西行忌に

 
 
今日(二月十六日)は西行の命日(西行忌)に当たる。

今から歴史を遡ること811年前の今日二月十六日、漂泊の僧西行は、七三歳の波乱の生涯を終えた。藤原氏の奔流に連なる家系に 生まれた佐藤義清は、帝を守る北面の武士となり、妻帯し娘をなした。しかし突如として、出家を決め、泣いてすがる娘を足げにし、西行と名乗って、歌と仏の 道を目指して旅立ったのである。その時、西行は、二十三歳の若者であった。

それ以後、一度としてひとつ所に住処を定めたことはない。花を愛で、己のわき上がる欲望と闘い、その我欲を鎮めるために、歌を 詠み、また歌を詠み、日本中をさすらい歩いたのであった。

日本中至る所、西行に関わる伝説が残っている。その伝説上の西行は、ある時は、地元の子らと語らい、ある時は地元の歌詠みと、 歌で勝負をして負けてとぼとぼと去っていくなど、誠に人間らしい暖かみに溢れた人物として描かれているようである。

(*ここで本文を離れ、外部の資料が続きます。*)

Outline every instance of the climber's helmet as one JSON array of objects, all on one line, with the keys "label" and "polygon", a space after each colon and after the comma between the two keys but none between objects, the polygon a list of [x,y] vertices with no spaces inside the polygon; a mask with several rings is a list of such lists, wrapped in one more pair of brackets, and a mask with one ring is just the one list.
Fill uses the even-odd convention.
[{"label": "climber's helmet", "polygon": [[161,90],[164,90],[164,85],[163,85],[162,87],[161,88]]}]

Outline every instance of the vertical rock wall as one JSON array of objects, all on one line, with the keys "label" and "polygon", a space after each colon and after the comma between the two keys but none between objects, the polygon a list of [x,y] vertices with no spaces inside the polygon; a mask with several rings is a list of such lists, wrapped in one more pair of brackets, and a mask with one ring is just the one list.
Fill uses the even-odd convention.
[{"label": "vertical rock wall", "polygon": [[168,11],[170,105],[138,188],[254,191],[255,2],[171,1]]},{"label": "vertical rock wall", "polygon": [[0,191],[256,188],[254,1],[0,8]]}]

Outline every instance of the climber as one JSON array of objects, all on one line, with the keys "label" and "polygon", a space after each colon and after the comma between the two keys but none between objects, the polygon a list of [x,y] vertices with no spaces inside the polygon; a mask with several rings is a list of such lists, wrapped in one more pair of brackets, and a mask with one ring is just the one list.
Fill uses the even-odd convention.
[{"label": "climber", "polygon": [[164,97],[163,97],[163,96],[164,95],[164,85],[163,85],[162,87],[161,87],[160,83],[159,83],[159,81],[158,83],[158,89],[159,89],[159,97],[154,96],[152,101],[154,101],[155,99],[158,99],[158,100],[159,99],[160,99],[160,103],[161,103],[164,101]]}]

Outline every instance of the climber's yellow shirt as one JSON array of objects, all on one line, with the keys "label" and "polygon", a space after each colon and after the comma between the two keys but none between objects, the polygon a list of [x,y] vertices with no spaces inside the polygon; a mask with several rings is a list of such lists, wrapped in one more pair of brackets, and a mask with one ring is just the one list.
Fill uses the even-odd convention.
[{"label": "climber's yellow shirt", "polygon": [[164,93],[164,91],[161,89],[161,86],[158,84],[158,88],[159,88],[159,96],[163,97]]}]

我々現代の人間は、西行という人物を、あの俳諧の達人芭蕉が憧れた人物として、まず見てしまうことがある。しかしながら西行と いう人物は、単なる捨て聖でもなければ、さすらいの歌人でもない。

西行の山家集に触れる時、人はその歌集の中に、己の燃え立つような欲望と闘いながら、歌に救いを求めて苦悩する一人の人間の精 神の記録を目の当たりにすることになる。少し西行の生涯を歌によって偲んで見たいと思う。

若いの西行は、苦悩の果てに世を捨てることを決心し、こんな歌を詠んだ。

世の中を 捨てて捨てえぬ 心地して 都離れぬ 我が身なりけり
(解釈:世の中を捨てたつもりだが、どうにも捨てられないでいる私だ。こうしてまだ心には都のことが懐かしく忍ばれるのだから)


しばらくして、西行は、出家した当時の自分の心の甘さを振り返り、自分を戒める意味でこのような歌を詠んだ。

捨てし折りの 心をさらに あらためて みるよの人に わかれ果てなむ
(解釈:世の中を捨てて出家しようとした時のことをもう一度改めて思い起こしている。その時の私の心の在り様は実に情けないものであった。この上は、この 世に対する執着のすべて脱ぎ捨てて、この世の人と別れ尽くしたいと思っているほどだ)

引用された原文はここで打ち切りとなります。